"If Tears Could Build a Stairway"
With all due respect, and with outrage in my heart, the judge was, quite simply, wrong. Wrong, wrong. Wrong. Justice Brian Burrows, holding court in the trial of a group of sub-normal hominids ruled that the oldest among them, among the group of men who raped and murdered a beautiful vivacious young girl should be acquitted. Justice Burrows extinguished the guilt of a guilty man, expressing a peculiar version of justice, leaving the murdered girl's family to live out their anguished lives of justice unrealized.Nina Courtepatte, thirteen vulnerable years of age when she was so brutally attacked and her life taken from her, leaves behind a younger sister for whom the trauma of this particular life's experience may never permit her to live a normal life. The dead girl's mother, Peacha Atkinson, wept when 21-year-old Joseph Laboucan was pronounced guilty of first-degree murder. He was given a mandatory life sentence with no parole for 25 years, although under the 'faint hope' clause in 13 years' time he can apply for early parole.
Who would not weep - for the utter uselessness of it all. A murderer is tried, found guilty and sentenced. The life he took is gone. There is no return on the deposit of murder in the first degree or for that matter any degree; life is gone, forever. There is no surcease of sorrow, there is a huge yawning chasm of disbelief, sorrow and emptiness. "If tears could build a stairway, and memories a lane, I would walk right up to heaven and bring you home again", Nina's mother promised her daughter.
There are times when words miss their mark, when mere letters forming words of explanation fail to convey the full measure of unassuagable grief. But Nina's mother Peacha managed somehow to bridge that gap when she informed the court how much her family's lives have been impacted, diminished, impoverished without the presence of the young girl whose presence was so precious to them, whom they so dearly loved.
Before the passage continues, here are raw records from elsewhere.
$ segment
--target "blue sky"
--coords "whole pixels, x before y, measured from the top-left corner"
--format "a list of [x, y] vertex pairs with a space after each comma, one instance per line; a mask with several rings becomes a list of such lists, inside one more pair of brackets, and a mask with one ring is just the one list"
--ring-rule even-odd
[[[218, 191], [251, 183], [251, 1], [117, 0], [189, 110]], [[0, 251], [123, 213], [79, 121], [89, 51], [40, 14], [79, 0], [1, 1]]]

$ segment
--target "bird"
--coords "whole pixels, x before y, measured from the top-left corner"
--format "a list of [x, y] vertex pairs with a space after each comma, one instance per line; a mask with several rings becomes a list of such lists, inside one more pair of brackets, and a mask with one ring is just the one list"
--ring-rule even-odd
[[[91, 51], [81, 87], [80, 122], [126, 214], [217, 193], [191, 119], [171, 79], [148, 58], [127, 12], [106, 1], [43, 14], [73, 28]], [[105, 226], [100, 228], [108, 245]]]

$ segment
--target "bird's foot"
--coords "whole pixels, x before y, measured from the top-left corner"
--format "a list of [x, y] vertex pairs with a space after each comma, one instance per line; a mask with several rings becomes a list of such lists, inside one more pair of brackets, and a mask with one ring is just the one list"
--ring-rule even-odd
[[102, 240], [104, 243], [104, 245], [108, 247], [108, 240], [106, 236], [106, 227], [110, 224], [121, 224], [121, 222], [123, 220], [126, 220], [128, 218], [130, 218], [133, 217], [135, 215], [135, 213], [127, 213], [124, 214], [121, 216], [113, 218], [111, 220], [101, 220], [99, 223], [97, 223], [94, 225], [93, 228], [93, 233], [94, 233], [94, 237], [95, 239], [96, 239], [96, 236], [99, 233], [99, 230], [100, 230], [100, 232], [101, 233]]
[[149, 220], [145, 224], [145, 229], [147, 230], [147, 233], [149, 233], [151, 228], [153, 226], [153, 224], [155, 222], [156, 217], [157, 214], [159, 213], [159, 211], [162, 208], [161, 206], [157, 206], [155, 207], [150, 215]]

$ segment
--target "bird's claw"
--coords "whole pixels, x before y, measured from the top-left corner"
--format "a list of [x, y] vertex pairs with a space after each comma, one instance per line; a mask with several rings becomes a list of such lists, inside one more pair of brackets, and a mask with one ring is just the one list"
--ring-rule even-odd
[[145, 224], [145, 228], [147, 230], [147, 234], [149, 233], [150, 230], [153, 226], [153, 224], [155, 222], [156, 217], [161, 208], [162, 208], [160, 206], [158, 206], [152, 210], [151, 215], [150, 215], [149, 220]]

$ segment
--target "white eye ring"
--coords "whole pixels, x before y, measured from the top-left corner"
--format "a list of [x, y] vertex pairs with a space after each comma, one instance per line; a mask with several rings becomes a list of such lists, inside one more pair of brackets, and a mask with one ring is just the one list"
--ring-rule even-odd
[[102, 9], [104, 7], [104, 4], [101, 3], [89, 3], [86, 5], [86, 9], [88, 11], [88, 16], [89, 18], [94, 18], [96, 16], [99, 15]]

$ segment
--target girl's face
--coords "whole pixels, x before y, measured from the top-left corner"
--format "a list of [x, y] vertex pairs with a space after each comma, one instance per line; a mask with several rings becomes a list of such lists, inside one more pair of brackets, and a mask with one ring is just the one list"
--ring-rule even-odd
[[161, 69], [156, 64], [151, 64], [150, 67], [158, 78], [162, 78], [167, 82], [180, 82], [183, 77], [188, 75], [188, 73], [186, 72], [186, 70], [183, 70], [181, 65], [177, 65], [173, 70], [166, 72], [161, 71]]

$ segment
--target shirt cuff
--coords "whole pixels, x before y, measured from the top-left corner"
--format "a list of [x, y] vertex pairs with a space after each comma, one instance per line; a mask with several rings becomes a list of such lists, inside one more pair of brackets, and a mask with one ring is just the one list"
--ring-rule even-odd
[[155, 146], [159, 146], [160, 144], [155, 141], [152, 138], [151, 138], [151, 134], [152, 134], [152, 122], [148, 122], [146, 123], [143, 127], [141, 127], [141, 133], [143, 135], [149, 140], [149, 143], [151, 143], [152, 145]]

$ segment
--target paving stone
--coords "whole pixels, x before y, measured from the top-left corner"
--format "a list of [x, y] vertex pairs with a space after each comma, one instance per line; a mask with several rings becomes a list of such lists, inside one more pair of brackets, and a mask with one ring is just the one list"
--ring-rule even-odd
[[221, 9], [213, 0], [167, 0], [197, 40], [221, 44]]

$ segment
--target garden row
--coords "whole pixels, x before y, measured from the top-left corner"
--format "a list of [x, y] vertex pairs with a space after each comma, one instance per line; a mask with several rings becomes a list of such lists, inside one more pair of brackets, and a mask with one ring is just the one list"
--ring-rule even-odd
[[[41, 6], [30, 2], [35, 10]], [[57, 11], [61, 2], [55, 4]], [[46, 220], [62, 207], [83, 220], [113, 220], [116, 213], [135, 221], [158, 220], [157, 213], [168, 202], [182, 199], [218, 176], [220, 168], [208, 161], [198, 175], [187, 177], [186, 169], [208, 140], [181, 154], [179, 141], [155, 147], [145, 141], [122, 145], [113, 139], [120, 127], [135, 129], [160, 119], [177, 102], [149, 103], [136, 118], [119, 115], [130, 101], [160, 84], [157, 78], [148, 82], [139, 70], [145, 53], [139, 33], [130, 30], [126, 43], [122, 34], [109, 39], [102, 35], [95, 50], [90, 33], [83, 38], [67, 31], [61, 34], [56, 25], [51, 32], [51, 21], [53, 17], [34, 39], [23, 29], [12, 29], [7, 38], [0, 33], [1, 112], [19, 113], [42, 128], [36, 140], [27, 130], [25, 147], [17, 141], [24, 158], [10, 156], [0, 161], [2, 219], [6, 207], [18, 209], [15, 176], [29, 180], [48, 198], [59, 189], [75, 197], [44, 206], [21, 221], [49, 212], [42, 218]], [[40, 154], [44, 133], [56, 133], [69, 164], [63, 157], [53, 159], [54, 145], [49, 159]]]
The man whom Judge Burrows acquitted was the oldest among the deranged group of imbeciles who lured Nina from the West Edmonton Mall, drove her with a companion girlfriend to a secluded spot, sexually assaulted her and beat her to death with a sledgehammer on April 3, 2005. It was the acquitted man, Michael Briscoe, 36, who drove the group to the isolated golf course. He was present when the young girl was being raped and horrendously beaten. He did nothing to stop the assault.
Each time Peacha Courtepatte sees a young girl who resembles her murdered child her heart will shrivel in pain. Every year that passes will have her think of her child Nina, as being a year older; when Nina might have been certain sign-post ages in her development as a older teen, a young woman, her mother will recoil in the aching thought that comes to her mind unbidden of her dead child's lost opportunities to experience love, marriage, motherhood. Nina's mother will force herself to deal with her loss for the sake of her other daughter, but nothing can ever restore to her the peace of mind she once owned.
A degenerate primate passing itself off as a man remains free in the exuberance of freedom restored, to live his life in any manner to which he has become accustomed. What manner of social exchange can this represent in the pursuit of justice?
The judge erred, grievously. We're all the poorer for it.